Gerade der „alte, weiße Mann“ hat heutzutage mit Imageproblemen zu kämpfen. Er ist schuld an den großen Übeln der Welt wie Krieg, Ungleichheit, Unterdrückung der Frau. Unerschütterlich sitzt er an den Hebeln der Macht. Die Tatsache,dass wir im Mai 2021 in Österreich den 11. Frauenmord schreiben und die Täter jeweils Partner oder Ex-Partner waren, ist ein weiterer Hinweis darauf, dass wir es hier mit einem substanziellen gesellschaftlichen Problem zu tun haben. Einerseits werden betroffene Frauen immer noch nicht ausreichend geschützt. Hier liegt der Ball bei der Politik. Aber vielleicht hat ein Staat, dessen politische Spitze ein Bundespräsident, ein Bundeskanzler und ein Vizekanzler bilden, andere Prioritäten als den Schutz des anderen Geschlechts. Andererseits scheint es offensichtlich, dass auch ein Zusammenhang zwischen den vorherrschenden Rollenbildern und geschlechtsbezogener Gewalt besteht.
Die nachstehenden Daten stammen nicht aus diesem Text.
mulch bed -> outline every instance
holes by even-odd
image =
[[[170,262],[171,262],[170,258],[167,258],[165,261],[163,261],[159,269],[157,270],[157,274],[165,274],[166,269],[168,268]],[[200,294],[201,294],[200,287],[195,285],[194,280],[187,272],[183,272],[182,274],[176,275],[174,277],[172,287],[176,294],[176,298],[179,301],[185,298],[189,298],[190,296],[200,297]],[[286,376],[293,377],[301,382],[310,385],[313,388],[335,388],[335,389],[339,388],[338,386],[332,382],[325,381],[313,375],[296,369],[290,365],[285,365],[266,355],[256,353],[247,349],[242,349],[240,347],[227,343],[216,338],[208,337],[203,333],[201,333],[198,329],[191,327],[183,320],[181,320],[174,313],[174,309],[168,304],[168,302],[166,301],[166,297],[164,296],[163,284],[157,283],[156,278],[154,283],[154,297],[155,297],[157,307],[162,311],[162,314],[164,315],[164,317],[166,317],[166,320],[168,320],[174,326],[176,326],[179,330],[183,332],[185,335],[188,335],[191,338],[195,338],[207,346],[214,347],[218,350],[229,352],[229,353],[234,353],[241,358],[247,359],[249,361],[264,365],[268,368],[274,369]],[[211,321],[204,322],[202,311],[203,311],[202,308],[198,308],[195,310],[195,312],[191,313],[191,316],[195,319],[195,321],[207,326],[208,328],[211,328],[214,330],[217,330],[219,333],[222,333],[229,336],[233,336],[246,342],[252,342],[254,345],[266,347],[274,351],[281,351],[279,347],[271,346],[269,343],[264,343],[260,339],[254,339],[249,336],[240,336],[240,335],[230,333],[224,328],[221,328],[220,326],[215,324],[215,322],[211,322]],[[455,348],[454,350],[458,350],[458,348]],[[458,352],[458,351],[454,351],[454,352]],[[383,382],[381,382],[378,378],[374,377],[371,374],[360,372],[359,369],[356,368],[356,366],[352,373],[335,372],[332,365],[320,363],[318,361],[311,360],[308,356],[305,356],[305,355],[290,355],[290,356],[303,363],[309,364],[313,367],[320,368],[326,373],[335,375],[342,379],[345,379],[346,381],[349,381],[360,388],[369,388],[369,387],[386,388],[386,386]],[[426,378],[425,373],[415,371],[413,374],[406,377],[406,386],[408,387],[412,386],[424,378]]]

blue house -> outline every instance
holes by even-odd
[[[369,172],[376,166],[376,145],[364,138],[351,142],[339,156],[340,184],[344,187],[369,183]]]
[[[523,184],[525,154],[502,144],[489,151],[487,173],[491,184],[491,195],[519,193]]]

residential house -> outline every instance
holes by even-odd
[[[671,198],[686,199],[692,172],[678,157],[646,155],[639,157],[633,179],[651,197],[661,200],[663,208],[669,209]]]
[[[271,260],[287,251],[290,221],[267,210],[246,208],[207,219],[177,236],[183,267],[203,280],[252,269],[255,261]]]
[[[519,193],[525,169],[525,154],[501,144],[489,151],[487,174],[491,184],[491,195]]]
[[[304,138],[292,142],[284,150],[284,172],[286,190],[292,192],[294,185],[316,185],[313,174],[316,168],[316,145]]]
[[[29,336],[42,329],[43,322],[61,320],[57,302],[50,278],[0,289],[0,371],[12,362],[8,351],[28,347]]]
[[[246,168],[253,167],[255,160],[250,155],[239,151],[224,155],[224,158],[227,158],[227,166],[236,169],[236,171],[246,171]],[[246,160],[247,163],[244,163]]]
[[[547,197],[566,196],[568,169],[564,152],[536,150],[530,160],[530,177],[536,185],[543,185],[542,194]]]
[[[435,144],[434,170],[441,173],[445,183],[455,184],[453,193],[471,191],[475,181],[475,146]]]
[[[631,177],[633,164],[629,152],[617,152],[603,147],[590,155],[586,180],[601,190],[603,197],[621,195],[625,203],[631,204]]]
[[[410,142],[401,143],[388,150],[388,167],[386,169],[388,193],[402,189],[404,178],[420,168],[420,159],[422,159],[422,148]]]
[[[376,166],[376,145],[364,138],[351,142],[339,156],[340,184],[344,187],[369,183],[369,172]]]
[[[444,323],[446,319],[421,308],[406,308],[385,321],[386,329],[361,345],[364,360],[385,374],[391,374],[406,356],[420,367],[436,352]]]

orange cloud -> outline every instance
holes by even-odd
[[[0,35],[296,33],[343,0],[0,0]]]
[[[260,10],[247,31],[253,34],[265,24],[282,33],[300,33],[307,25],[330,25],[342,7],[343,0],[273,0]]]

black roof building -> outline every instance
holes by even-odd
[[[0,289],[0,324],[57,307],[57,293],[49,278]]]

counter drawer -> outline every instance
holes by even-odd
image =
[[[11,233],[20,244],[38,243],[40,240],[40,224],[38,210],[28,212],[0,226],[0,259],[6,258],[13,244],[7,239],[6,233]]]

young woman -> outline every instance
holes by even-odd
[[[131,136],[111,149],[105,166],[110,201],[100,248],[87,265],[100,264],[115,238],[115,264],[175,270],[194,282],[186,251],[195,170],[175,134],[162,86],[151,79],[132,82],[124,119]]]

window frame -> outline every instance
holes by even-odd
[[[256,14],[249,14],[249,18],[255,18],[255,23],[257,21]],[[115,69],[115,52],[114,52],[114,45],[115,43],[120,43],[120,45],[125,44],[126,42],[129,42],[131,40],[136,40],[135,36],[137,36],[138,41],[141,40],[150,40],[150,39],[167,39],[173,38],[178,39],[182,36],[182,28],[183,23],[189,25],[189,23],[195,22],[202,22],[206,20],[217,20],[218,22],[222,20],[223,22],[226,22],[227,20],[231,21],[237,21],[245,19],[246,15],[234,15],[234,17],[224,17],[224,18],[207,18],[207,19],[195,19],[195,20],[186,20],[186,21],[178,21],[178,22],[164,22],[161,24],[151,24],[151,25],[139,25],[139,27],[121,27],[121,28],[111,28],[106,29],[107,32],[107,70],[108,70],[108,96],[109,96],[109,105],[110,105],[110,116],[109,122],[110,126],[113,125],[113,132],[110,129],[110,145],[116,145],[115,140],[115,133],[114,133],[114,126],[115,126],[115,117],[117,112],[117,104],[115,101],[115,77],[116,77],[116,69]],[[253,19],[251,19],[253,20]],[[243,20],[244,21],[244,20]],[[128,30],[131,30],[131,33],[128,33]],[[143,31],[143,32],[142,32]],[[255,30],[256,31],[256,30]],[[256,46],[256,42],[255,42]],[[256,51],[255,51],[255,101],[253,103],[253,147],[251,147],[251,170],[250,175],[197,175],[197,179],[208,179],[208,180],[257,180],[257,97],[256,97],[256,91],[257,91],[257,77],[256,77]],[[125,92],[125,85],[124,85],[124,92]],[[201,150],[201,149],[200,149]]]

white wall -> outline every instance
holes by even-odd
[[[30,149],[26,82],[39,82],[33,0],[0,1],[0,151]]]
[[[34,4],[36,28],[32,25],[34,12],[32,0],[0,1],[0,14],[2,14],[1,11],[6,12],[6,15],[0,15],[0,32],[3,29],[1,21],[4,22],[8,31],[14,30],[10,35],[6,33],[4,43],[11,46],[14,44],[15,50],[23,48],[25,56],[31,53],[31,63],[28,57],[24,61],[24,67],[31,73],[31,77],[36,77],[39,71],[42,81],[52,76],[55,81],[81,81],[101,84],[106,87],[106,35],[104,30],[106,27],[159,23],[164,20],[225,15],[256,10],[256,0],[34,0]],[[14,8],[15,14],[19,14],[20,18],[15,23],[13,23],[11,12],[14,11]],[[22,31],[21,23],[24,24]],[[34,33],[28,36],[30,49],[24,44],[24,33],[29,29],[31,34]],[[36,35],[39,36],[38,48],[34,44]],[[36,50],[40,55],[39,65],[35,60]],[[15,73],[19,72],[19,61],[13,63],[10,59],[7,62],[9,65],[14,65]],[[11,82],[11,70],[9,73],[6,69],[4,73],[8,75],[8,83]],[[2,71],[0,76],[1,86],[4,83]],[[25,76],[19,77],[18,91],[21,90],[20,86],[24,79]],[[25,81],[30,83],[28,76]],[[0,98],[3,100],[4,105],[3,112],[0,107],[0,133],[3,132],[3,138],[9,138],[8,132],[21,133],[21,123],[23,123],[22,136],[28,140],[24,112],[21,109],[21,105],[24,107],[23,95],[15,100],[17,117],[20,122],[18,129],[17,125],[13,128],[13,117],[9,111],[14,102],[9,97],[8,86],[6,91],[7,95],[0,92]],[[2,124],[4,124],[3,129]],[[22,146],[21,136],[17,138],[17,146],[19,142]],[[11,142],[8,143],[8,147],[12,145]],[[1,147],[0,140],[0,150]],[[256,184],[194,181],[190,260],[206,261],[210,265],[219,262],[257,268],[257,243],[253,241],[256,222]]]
Dr. Klaus Sejkora auf die Frage, warum Männer eine so hohe Suizirate aufweisen:
Weil Männer mit Hilflosigkeit ganz schlecht umgehen können. Da ist genauso das Gewaltthema. Ob ich in meiner Hilflosigkeit meine Gewalt gegen einen anderen Menschen richte oder gegen mich selbst, macht im inneren Mechanismus, in der inneren Dynamik keinen Unterschied. Niemand ist gerne hilflos und doch sind wir es alle immer wieder. Gewalt heißt immer, ich will die Hilflosigkeit nicht ertragen. Ich bin hilflos, weil meine Frau einen anderen hat, hilflos, weil meine Frau sich scheiden lassen will. Klar sind wir da hilflos, aber das ist so ein Mythos, man darf nicht hilflos sein.
Zum Erfolg verdammt.
Und wieder stoßen wir auf uralte Rollenbilder: Die Frau ist das Opfer, der Mann der Täter. Aber abgesehen von diesen extremen Formen der Gender-Problematik: Ist in der Männerwelt wirklich alles gut? Natürlich nicht. Männer stehen unter einem enormen Erfolgsdruck. Für sie gibt es im Großen und Ganzen nur ein einziges Rollenbild: Sie müssen erfolgreich sein. „Für Männer ist zu versagen das Beschämendste, was man sich vorstellen kann. Innerhalb der männlichen Rollenstereotypie muss man immer erfolgreich sein, egal, was man tut“, verdeutlicht Dr. Sejkora die Problematik. Die Rollen des Hausmannes oder Vaters sind in dieser Form gesellschaftlich (noch) nicht anerkannt. Sie gelten als „unmännlich“. Nur knapp vier Prozent der Väter gehen in Väterkarenz und auch dann nicht länger als zwei Monate. Warum? Weil dieser Zeitraum vom Gesetzgeber vorgesehen ist und deshalb wird er auch vom Arbeitgeber hingenommen. Eine längere Väterkarenz ist gesellschaftlich nicht akzeptiert – vor allem nicht unter Männern. Wer als Mann dennoch über eine längere Zeit tatkräftig Verantwortung für seine Kinder übernehmen will, sollte sich eine dicke Haut zulegen und schlimmstenfalls auch mit einem Jobverlust rechnen. So lebt die klassische Rollenverteilung weiter. Dabei hätte eine Veränderung durchaus Vorteile für alle Beteiligten: Die Mutter fände leichter wieder in ihren Job zurück, die Beziehung zwischen dem Vater und seinen Kindern würde gestärkt. Ein Mann, der in Väterkarenz geht, kümmert sich auch längerfristig mehr um seine Kinder. Und auch die Vorbildwirkung ist nicht zu unterschätzen: Töchter von gleichberechtigten Paaren sind später erfolgreicher in ihrem Job und Söhne lernen, dass es gut ist, wenn Papa zu Hause mithilft. Schließlich könnte das männliche Rollenbild so um eine ganz essenzielle Facette erweitert werden.